Managed Chaos: Keeping Track of Agents
In the past few weeks, my colleagues have blogged about our study of agent networks in India. You can see our overall analysis of agents (called CSPs or Customer Service Points in India). The India research was one part of a three-country study (along with Brazil and Kenya) that highlights the critical role agents play as the key interface between branchless banking providers and customers.
In this post, we look closely at FINO. FINO has 10,000 agents, distributed across 25 different initiatives with nearly 40 financial institutions, with more than 13 million registered users accessing a range of products from no frills saving accounts to NREGA government benefits to microloans and insurance.
FINO started life as a firm focused on banking technology, but necessity has forced FINO to become skilled in agent network management as well. By some measures, FINO is the world’s largest agent manager. FINO is putting together some tools we’ve not seen in Brazil and Kenya, countries which get a lot more attention in branchless banking.

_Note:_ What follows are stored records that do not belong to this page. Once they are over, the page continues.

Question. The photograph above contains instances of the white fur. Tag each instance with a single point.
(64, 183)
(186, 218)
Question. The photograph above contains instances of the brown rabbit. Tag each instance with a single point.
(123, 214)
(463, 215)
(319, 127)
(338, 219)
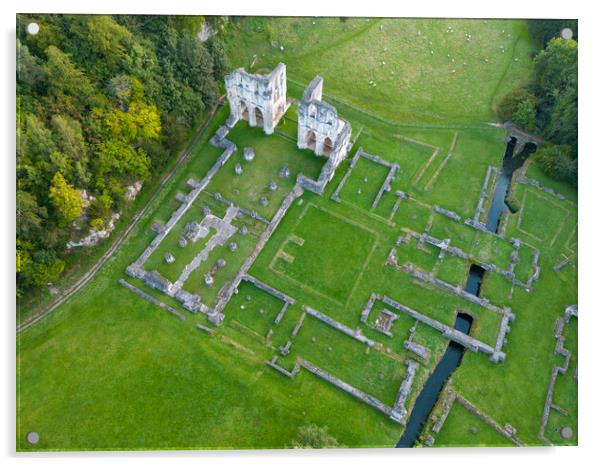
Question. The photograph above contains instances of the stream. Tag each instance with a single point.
(448, 363)
(510, 164)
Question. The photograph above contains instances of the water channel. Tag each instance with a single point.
(450, 360)
(510, 164)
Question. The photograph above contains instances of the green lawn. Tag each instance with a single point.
(334, 271)
(463, 428)
(108, 370)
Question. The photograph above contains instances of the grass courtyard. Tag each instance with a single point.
(131, 376)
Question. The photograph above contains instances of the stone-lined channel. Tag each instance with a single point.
(510, 164)
(449, 362)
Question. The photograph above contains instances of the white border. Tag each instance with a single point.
(589, 223)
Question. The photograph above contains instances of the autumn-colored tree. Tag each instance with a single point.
(65, 198)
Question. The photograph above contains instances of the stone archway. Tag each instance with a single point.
(327, 147)
(258, 117)
(311, 140)
(244, 111)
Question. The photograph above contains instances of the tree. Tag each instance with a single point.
(141, 121)
(312, 436)
(556, 77)
(524, 115)
(542, 30)
(28, 69)
(103, 43)
(30, 216)
(65, 198)
(65, 79)
(556, 66)
(69, 139)
(221, 62)
(45, 268)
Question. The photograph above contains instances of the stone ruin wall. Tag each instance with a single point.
(320, 129)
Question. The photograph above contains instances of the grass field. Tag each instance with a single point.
(463, 428)
(108, 370)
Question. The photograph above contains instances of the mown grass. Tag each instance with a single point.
(463, 428)
(107, 370)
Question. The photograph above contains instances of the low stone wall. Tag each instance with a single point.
(507, 432)
(217, 140)
(448, 332)
(268, 289)
(399, 411)
(386, 186)
(368, 307)
(560, 350)
(418, 349)
(274, 292)
(357, 393)
(356, 334)
(151, 299)
(282, 370)
(298, 325)
(447, 213)
(263, 239)
(491, 170)
(335, 196)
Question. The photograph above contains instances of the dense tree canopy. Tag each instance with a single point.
(101, 101)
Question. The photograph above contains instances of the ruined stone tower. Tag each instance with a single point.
(320, 128)
(259, 99)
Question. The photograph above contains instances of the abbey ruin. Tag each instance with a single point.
(259, 99)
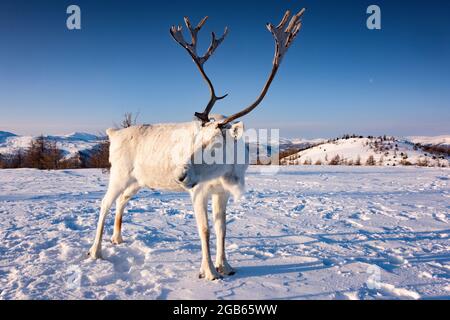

FINO’s solution starts with something deceptively simple. Every field staff member sends a SMS to headquarters when they leave home and head for the field each morning: almost like taking attendance. FINO then melds this with transaction data showing when and where field staff meet agents, and the transaction details of agents and customers, yielding a massively data-rich mash up which FINO color-coordinates, uses to generate scores for every staff member, and makes sortable. The end result converts tens of thousands of data points into an easily absorbed visual interface. And this is all online, easily accessible to FINO staff.
When I saw it, it comes across as a system designed to provide not perfect information, but “good enough.” For instance, a dishonest staff member could send a text from bed saying he was in the field. But as FINO’s Jatinder Handoo puts it, “You cannot lie forever.” Absences will appear. Other data will show that staff person’s agents do not perform as well, that clients don’t transact as often.
The key is pattern recognition. That’s where the color coding, scoring and sortability of FINO’s system comes into play. The worst performers slide to the bottom, and two staff in headquarters in Mumbai are able to follow up over the phone, typically on the same day. FINO can also single out the best agents to examine more closely. In the long run, this should provide a goldmine of data helping FINO improve its agent networks, and ultimately the quality of financial services it delivers for its partners.